Asia catches a chill as tariff clock ticks — Markets glance over the shoulder
|Asian markets slipped into Friday like someone entering a dark alley with one eye over their shoulder—because while US equities danced higher on a sweet spotted post-payroll sugar rush, the mood in Asia was far less celebratory. The reason? That familiar, twitchy unease every time Trump gets near the tariff trigger.
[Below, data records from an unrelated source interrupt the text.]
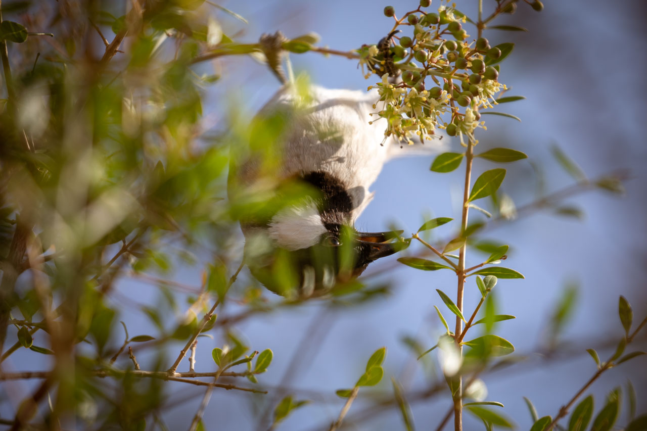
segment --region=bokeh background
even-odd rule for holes
[[[435,2],[434,2],[435,3]],[[486,10],[494,2],[486,1]],[[214,14],[227,34],[239,41],[258,40],[263,33],[280,30],[288,37],[309,32],[321,36],[320,45],[342,50],[362,43],[375,43],[390,29],[390,19],[382,13],[386,4],[374,1],[225,1],[221,4],[248,20],[243,25],[230,16],[203,6]],[[416,2],[393,3],[397,12],[413,9]],[[433,5],[432,5],[433,6]],[[485,375],[488,400],[505,405],[505,413],[520,429],[530,426],[531,418],[522,397],[536,406],[540,416],[554,415],[559,407],[595,372],[586,355],[589,347],[608,356],[613,348],[605,344],[622,335],[617,316],[618,296],[625,296],[633,306],[635,320],[647,313],[647,147],[644,143],[645,96],[642,83],[647,70],[644,54],[647,5],[641,0],[620,3],[573,0],[547,1],[543,11],[533,11],[519,5],[517,12],[504,16],[496,24],[522,26],[525,32],[488,30],[485,36],[494,46],[502,41],[516,43],[513,53],[502,65],[499,80],[511,90],[509,94],[527,99],[502,105],[497,110],[519,116],[487,116],[488,130],[479,130],[477,149],[503,146],[522,151],[529,159],[505,166],[508,170],[503,190],[517,206],[532,201],[538,188],[547,193],[560,190],[573,180],[551,154],[558,145],[575,159],[591,178],[623,168],[631,173],[624,197],[591,191],[569,197],[564,203],[581,208],[583,217],[557,215],[539,210],[516,221],[488,230],[485,238],[510,245],[505,266],[525,276],[524,280],[505,280],[497,286],[498,310],[516,316],[514,320],[498,324],[497,333],[510,340],[518,352],[529,354],[527,363]],[[476,15],[476,1],[457,2],[470,16]],[[469,31],[470,34],[476,31]],[[313,82],[331,88],[364,89],[373,78],[364,80],[355,61],[324,57],[316,53],[292,55],[295,73],[307,74]],[[197,70],[221,74],[221,82],[210,90],[205,115],[213,118],[214,133],[226,131],[229,109],[233,104],[251,116],[279,88],[267,69],[245,56],[229,58],[200,65]],[[457,150],[459,144],[450,142]],[[432,155],[402,158],[388,164],[373,186],[375,198],[366,210],[358,226],[369,230],[386,229],[395,224],[407,232],[415,232],[426,219],[433,216],[459,216],[463,173],[430,171]],[[475,162],[476,173],[491,168],[485,160]],[[472,211],[472,219],[481,217]],[[446,238],[452,227],[436,230],[436,239]],[[241,236],[242,241],[242,236]],[[409,251],[422,251],[414,245]],[[472,253],[468,261],[481,261]],[[375,264],[366,273],[378,275],[371,283],[388,283],[392,294],[361,307],[329,310],[313,304],[255,316],[238,326],[249,345],[256,349],[271,348],[274,360],[270,370],[259,377],[273,390],[269,395],[250,395],[215,391],[204,415],[207,429],[262,430],[259,425],[267,402],[275,403],[277,393],[287,386],[299,399],[314,402],[295,411],[278,427],[281,430],[326,429],[336,417],[343,400],[334,391],[352,385],[363,370],[365,361],[376,349],[388,348],[384,363],[386,376],[395,375],[408,393],[424,389],[428,375],[402,339],[411,337],[426,347],[435,343],[442,332],[433,305],[441,307],[435,289],[449,293],[455,289],[450,272],[426,272],[393,264],[396,256]],[[380,265],[384,269],[380,270]],[[246,276],[244,271],[243,276]],[[183,284],[198,286],[201,274],[195,267],[180,268],[173,278]],[[544,357],[536,354],[545,347],[554,304],[565,287],[578,286],[577,305],[560,336],[565,351],[573,354]],[[123,302],[120,318],[129,327],[146,333],[150,324],[135,313],[129,302],[153,300],[157,291],[149,283],[126,280],[118,286],[115,300]],[[454,293],[452,296],[454,296]],[[121,298],[121,299],[120,299]],[[467,283],[465,308],[473,309],[478,292],[473,281]],[[129,311],[133,311],[130,313]],[[228,310],[221,311],[225,316]],[[231,311],[235,314],[235,310]],[[446,315],[448,313],[446,313]],[[219,317],[219,318],[220,318]],[[475,333],[476,329],[474,329]],[[645,338],[637,347],[645,348]],[[220,346],[215,335],[201,338],[197,367],[215,370],[211,349]],[[181,348],[179,343],[177,349]],[[173,357],[173,353],[170,353]],[[38,368],[32,357],[21,362],[16,355],[9,367]],[[140,358],[146,361],[146,357]],[[631,378],[637,393],[638,411],[647,408],[647,367],[641,358],[612,370],[591,388],[597,408],[612,388]],[[205,370],[204,368],[206,368]],[[28,382],[12,384],[11,390],[27,394]],[[378,389],[390,390],[386,378]],[[171,429],[184,429],[195,413],[203,390],[177,384],[164,415]],[[5,390],[5,394],[6,393]],[[17,393],[19,392],[14,392]],[[369,420],[353,423],[353,414],[364,411],[371,391],[361,395],[345,423],[347,429],[402,429],[397,408],[371,411]],[[362,392],[363,393],[363,392]],[[451,404],[448,393],[410,400],[417,429],[435,426]],[[619,424],[625,423],[627,410],[623,403]],[[478,429],[480,422],[466,414],[465,429]]]

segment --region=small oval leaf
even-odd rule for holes
[[[430,168],[434,172],[451,172],[461,166],[462,153],[443,153],[433,159]]]
[[[499,187],[501,186],[501,183],[503,182],[505,177],[505,169],[499,168],[485,171],[474,182],[468,201],[471,202],[493,194],[499,190]]]

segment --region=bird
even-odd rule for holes
[[[371,122],[378,99],[375,91],[285,85],[256,115],[249,145],[232,147],[228,193],[245,262],[269,290],[327,292],[406,247],[402,231],[354,227],[382,166],[403,152],[385,138],[385,123]]]

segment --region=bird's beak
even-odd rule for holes
[[[405,243],[397,241],[403,232],[403,230],[379,232],[360,232],[357,234],[357,240],[361,243],[368,244],[371,246],[369,259],[375,260],[380,258],[390,256],[406,248]]]

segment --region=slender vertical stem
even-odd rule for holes
[[[481,3],[480,1],[479,2]],[[467,216],[469,212],[468,206],[468,199],[470,195],[470,182],[472,177],[472,140],[467,143],[467,151],[465,151],[465,184],[463,188],[463,214],[461,218],[461,232],[465,232],[467,227]],[[458,269],[456,273],[458,276],[458,288],[456,292],[456,306],[463,311],[463,293],[465,284],[465,254],[467,251],[467,244],[463,245],[459,253]],[[463,332],[463,321],[461,318],[456,317],[456,327],[454,330],[456,343],[458,348],[463,354],[463,348],[458,341],[458,337]],[[463,379],[458,377],[458,389],[454,395],[454,431],[461,431],[463,430]]]

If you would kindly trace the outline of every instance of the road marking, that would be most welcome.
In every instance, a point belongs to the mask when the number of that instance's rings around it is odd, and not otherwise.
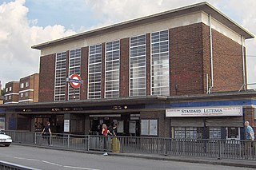
[[[82,168],[82,167],[72,167],[72,166],[65,166],[65,165],[61,165],[58,164],[53,162],[49,162],[42,160],[35,160],[35,159],[29,159],[29,158],[23,158],[23,157],[14,157],[15,159],[18,160],[32,160],[32,161],[42,161],[46,164],[58,166],[58,167],[64,167],[64,168],[74,168],[74,169],[84,169],[84,170],[100,170],[100,169],[94,169],[94,168]]]
[[[63,166],[65,168],[74,168],[74,169],[85,169],[85,170],[100,170],[100,169],[92,169],[92,168],[80,168],[80,167],[71,167],[71,166]]]
[[[49,164],[56,165],[56,166],[58,166],[58,167],[62,167],[62,165],[60,165],[60,164],[55,164],[55,163],[52,163],[52,162],[48,162],[48,161],[46,161],[46,160],[42,160],[42,162],[44,162],[44,163],[46,163],[46,164]]]
[[[23,158],[23,157],[14,157],[18,160],[33,160],[33,161],[40,161],[40,160],[34,160],[34,159],[27,159],[27,158]]]

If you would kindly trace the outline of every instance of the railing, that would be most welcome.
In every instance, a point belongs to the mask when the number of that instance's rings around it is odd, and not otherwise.
[[[38,132],[6,132],[15,143],[50,145],[74,150],[256,160],[256,142],[248,140],[102,136],[63,133],[44,136]]]

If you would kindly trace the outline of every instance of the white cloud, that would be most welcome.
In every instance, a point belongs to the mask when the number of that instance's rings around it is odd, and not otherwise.
[[[10,81],[38,73],[40,52],[33,45],[75,34],[64,26],[37,26],[37,20],[27,19],[25,0],[0,5],[0,81]]]
[[[150,15],[164,10],[169,10],[188,6],[201,0],[86,0],[95,11],[95,16],[102,21],[98,26],[109,25],[138,17]],[[226,14],[234,22],[239,23],[250,32],[256,34],[256,2],[255,0],[210,0],[210,4]],[[234,18],[232,18],[232,15]],[[256,56],[256,39],[246,40],[246,54]],[[256,57],[248,57],[248,83],[256,83]],[[250,86],[256,88],[255,86]]]

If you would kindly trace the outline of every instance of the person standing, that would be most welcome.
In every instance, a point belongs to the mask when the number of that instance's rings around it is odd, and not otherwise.
[[[246,140],[254,141],[254,132],[253,128],[249,125],[249,121],[245,122],[246,129]]]
[[[50,141],[50,138],[51,138],[51,131],[50,131],[50,122],[47,122],[47,125],[45,126],[45,128],[42,129],[42,133],[44,134],[45,137],[48,140],[48,145],[51,145],[51,141]]]
[[[110,132],[107,129],[107,126],[106,124],[102,125],[102,134],[104,136],[103,136],[103,140],[104,140],[104,151],[106,151],[106,143],[107,143],[107,134],[110,133]],[[104,154],[104,156],[107,156],[107,152],[106,152]]]
[[[251,148],[254,147],[254,132],[253,128],[249,125],[249,121],[245,122],[246,126],[246,154],[247,156],[251,154]]]

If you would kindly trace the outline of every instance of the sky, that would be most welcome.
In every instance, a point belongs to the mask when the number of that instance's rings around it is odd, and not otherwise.
[[[199,0],[0,0],[0,81],[39,73],[32,45],[192,5]],[[206,1],[256,35],[255,0]],[[247,82],[256,89],[256,40],[246,40]]]

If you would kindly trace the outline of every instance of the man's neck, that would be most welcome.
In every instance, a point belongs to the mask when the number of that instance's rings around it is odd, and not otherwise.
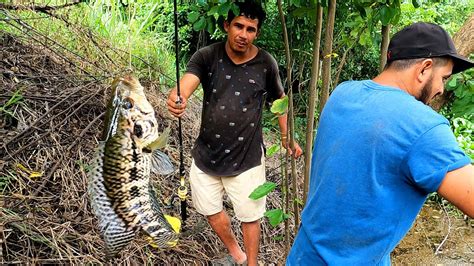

The tariff threat may be technically paused, but the clock is ticking, and traders know full well that when Trump starts talking about mailing out tariff letters like jury summons—“maybe 10 a day”—the market better start pricing in shrapnel. “Reciprocal” tariffs were the euphemism du jour, but the tone was pure voltage. Friday could mark the beginning of a new round of customized cost-of-entry notices for anyone wanting to sell into the world’s largest consumer economy.
So much for TACO (Trump Always Chickens Out) —the supposed soft tariff landing mechanism, the pause was always conditional, and now we’re sprinting toward the end of that grace period. The US has already inked deals with the UK and Vietnam, and declared a temporary truce with China. But for everyone else—especially Asia’s export-driven economies—the sense is that time's up, and the bill collector is knocking.
This is no longer just a negotiating tactic—it’s policy architecture. With the "Big Beautiful Bill" signed and sealed, tariffs look less like leverage and more like a revenue stream. Someone’s got to pay for those tax cuts, and it won’t be coming from domestic austerity.
The result? Asian equities pulled back as traders braced for impact. It’s not panic yet—but it’s certainly not confidence either. The US jobs print may have given Wall Street a reason to run, but in Asia, the only thing running is the clock—and it’s counting down to what could be a fresh volley in Trump’s tariff blitz.
No one wants to be holding risk when that first letter gets sent.